ASGE has issued recommendations for pancreatic cancer screening among high-risk patients with a family history of the disease. The document was published in the journal Gastrointestinal Endoscopy.
Experts note that symptoms of pancreatic cancer usually occur in advanced stages, when the disease is inoperable. Moreover, its detection at stage I can improve five-year survival by 34-39%.
According to the guidelines, high-risk patients with a family history of pancreatic cancer are recommended to undergo screening with endoscopic ultrasound, endoscopic ultrasound with MRI, or MRI alone, depending on patient preference or test availability. Screening is also recommended for people with pathogenetic variants of BRCA1 and BRCA2.

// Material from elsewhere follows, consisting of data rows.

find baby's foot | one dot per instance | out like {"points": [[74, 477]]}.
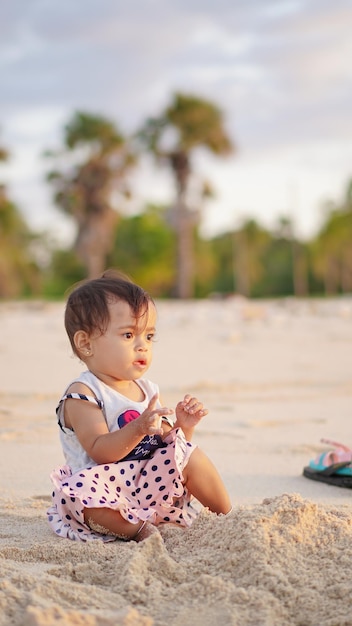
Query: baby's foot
{"points": [[146, 530]]}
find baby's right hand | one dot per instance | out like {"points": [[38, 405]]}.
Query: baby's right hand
{"points": [[150, 419]]}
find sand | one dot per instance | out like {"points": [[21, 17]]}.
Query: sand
{"points": [[276, 377]]}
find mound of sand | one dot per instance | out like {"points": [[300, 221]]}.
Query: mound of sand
{"points": [[285, 561]]}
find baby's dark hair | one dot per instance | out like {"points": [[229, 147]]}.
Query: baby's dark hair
{"points": [[87, 304]]}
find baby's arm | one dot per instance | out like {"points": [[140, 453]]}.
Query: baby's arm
{"points": [[101, 445], [189, 412]]}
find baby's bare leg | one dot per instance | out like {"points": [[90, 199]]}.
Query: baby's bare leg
{"points": [[205, 484], [109, 522]]}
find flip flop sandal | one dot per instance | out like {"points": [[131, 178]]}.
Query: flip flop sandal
{"points": [[333, 467]]}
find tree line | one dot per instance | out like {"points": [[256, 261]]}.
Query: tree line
{"points": [[161, 247]]}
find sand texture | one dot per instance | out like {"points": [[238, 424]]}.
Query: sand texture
{"points": [[276, 377]]}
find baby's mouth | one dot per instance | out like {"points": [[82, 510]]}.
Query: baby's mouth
{"points": [[140, 362]]}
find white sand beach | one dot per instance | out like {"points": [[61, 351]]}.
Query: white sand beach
{"points": [[276, 376]]}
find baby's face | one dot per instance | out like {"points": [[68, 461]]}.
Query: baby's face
{"points": [[124, 351]]}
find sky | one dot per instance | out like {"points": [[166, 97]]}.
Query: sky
{"points": [[279, 70]]}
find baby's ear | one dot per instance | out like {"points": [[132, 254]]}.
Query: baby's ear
{"points": [[82, 342]]}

Endoscopic ultrasound is preferred for initial screening and in patients with the highest risk of pancreatic cancer (for example, Peutz-Jeghers syndrome or familial atypical nevi and melanoma syndrome), in cases where endoscopic ultrasound can be combined with gastroscopy or colonoscopy (for example, with Lynch and Peutz-Jeghers syndromes) and if the patient is contraindicated for MRI.
Patients at high risk of adverse events during anesthesia or invasive procedures and those who prefer to avoid invasive procedures are recommended to use MRI. In addition, MRI is recommended if the study can be combined with other imaging methods (enterography for Peutz-Jeghers syndrome).
Screening is recommended annually. The age of its onset is determined individually depending on genetic characteristics.
Patients with pathogenetic variants BRCA2, BRCA1, PALB2, familial pancreatic cancer syndrome, with a pathogenetic variant with heterozygous mutations in the ATM gene and with Lynch syndrome, if pancreatic cancer is detected in first- and second-degree relatives, are advised to begin screening at the age of 50 years or 10 years earlier than the youngest age of detection of pancreatic cancer in relatives.
For familial atypical nevi and melanoma syndrome, screening should begin at age 40 years or 10 years earlier than the youngest age of detection of pancreatic cancer in relatives.
For Peutz-Jeghers syndrome, it is recommended to begin screening at the age of 35 years or 10 years earlier than the youngest age of detection of cancer in relatives.
For the autosomal dominant type of hereditary pancreatitis, screening should begin at age 40 years.